The debris of a home damaged by Superstorm Sandy is seen one month after the disaster at the zone of Union Beach in New Jersey November 29, 2012. REUTERS/Eduardo Munoz.

Officials from storm-battered New York, New Jersey and Connecticut had said they needed at least $82 billion combined to make emergency repairs and upgrade infrastructure.

New York and New Jersey lawmakers said they expect Obama will seek more aid as the extent of Sandy’s damage becomes clearer. The two states were hit the hardest by the storm, which made landfall in New Jersey on October 29.

“This supplemental is a very good start, and while $60 billion doesn’t cover all of New York and New Jersey’s needs, it covers a large percentage,” said Senators Charles Schumer and Kirsten Gillibrand of New York and Frank Lautenberg and Robert Menendez of New Jersey.

“This is the first good news New York has had in a while,” New York Governor Andrew Cuomo said.

Of the total, $15 billion would come in the form of Community Development Block Grants, a mechanism that gives local jurisdiction significant flexibility to provide aid and rebuild quickly.

In addition, nearly $13 billion would go to an array of projects aimed at better protecting the New York-New Jersey coastal region and preventing damage from future storms.

Another $6.2 billion would be reserved for public transportation infrastructure.

Officials said they could ask for more aid later on. There is precedent for multiple funding requests to cope with a disaster.

Less than two weeks after Hurricane Katrina slammed into the Gulf Coast in 2005, Congress had passed two appropriations totaling $62.3 billion. Within a year, two more packages were passed worth a combined $48 billion, which also covered damage from Hurricanes Rita and Wilma.

Multibillion-dollar supplemental appropriations for Katrina were still being made as late as 2010.

COULD COMPLICATE ‘CLIFF’ TALKS

The disaster funding request, on a scale not seen since Katrina, could complicate already tense negotiations between the White House and Congress on a deficit reduction deal.

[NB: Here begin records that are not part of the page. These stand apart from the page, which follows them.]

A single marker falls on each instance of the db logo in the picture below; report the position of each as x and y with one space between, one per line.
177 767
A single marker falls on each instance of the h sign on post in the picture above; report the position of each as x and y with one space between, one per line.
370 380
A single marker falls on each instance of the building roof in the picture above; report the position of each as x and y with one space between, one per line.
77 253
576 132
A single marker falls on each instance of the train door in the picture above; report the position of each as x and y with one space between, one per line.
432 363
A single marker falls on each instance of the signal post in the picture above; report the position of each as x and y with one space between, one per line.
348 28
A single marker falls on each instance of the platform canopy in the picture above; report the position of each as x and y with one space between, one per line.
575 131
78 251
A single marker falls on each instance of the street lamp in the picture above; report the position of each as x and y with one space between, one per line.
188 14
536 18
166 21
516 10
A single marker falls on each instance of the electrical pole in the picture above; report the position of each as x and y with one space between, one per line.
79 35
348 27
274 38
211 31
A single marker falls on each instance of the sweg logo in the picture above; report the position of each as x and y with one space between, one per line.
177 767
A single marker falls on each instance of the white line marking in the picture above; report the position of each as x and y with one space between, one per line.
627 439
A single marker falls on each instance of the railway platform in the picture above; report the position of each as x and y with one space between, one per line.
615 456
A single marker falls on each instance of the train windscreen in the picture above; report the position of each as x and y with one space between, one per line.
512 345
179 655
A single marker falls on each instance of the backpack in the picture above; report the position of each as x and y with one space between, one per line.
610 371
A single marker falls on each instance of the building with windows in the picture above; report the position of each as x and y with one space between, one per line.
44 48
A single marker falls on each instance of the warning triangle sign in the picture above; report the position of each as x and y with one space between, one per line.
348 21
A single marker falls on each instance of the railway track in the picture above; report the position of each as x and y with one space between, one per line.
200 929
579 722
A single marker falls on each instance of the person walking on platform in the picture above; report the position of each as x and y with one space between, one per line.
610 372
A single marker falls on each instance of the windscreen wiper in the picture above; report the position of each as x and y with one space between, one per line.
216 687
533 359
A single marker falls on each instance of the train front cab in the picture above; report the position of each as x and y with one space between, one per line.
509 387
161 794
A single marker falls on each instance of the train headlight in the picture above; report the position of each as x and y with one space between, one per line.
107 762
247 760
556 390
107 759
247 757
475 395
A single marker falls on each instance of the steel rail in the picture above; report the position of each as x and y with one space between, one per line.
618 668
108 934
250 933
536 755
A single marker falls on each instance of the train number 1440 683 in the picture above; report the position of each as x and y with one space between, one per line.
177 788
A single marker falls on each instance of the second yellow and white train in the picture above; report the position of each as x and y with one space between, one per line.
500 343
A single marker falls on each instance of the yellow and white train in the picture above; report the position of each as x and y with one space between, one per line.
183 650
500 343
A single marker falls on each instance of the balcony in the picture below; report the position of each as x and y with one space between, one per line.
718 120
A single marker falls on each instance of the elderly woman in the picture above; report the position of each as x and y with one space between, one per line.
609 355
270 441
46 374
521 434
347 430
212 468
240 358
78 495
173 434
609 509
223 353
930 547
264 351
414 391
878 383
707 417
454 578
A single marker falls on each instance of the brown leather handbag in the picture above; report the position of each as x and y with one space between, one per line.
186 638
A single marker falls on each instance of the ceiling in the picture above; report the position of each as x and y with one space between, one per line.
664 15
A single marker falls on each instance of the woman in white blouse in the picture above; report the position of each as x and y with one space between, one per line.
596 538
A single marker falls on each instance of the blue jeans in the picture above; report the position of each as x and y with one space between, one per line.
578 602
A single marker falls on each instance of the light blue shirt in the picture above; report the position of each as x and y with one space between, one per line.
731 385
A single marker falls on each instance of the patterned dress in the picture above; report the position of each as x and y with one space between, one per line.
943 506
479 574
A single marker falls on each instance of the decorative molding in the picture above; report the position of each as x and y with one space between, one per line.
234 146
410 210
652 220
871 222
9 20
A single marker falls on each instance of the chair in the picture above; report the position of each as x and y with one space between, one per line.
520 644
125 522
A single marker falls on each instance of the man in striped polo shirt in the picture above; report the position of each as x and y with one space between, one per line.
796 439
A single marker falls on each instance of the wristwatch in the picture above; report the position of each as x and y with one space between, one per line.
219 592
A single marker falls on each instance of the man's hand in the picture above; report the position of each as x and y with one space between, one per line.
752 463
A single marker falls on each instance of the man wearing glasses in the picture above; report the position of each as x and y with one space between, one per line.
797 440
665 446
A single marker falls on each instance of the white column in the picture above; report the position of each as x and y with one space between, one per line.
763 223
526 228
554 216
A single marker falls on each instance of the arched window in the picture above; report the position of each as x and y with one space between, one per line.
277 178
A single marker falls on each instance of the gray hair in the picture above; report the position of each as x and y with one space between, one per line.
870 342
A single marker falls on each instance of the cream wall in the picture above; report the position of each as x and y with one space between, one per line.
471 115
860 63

Lawmakers are trying to avert the year-end “fiscal cliff” of automatic tax hikes and spending cuts that amount to a total of $600 billion.

“We have the request and will review it,” said Michael Steel, a spokesman for House of Representatives Speaker John Boehner. He did not elaborate.

Some Republican lawmakers have said they will demand spending cuts elsewhere in the federal budget to offset the cost of some projects in the aid package.

House Appropriations Committee Chairman Hal Rogers, whose panel will review the request, said Congress has a responsibility to help the region recover.

“It is also our responsibility during these tight-budget times to make sure that the victims of this storm are getting the most of every single recovery dollar, and to ensure that disaster funds are timed and targeted in the most efficient and appropriate manner,” the Republican lawmaker said in a statement.

Menendez said on Thursday that he expects that Congress will be able to approve the spending request before the end of the year.

Federal Emergency Management Agency chief Craig Fugate told lawmakers this week that the FEMA disaster relief fund was down to less than $5 billion and would run out by early spring at the current pace of disbursements.

“We need a full recovery package to be voted on in this session of Congress,” said New York City Mayor Michael Bloomberg in a statement. “Any delay will impede our recovery.”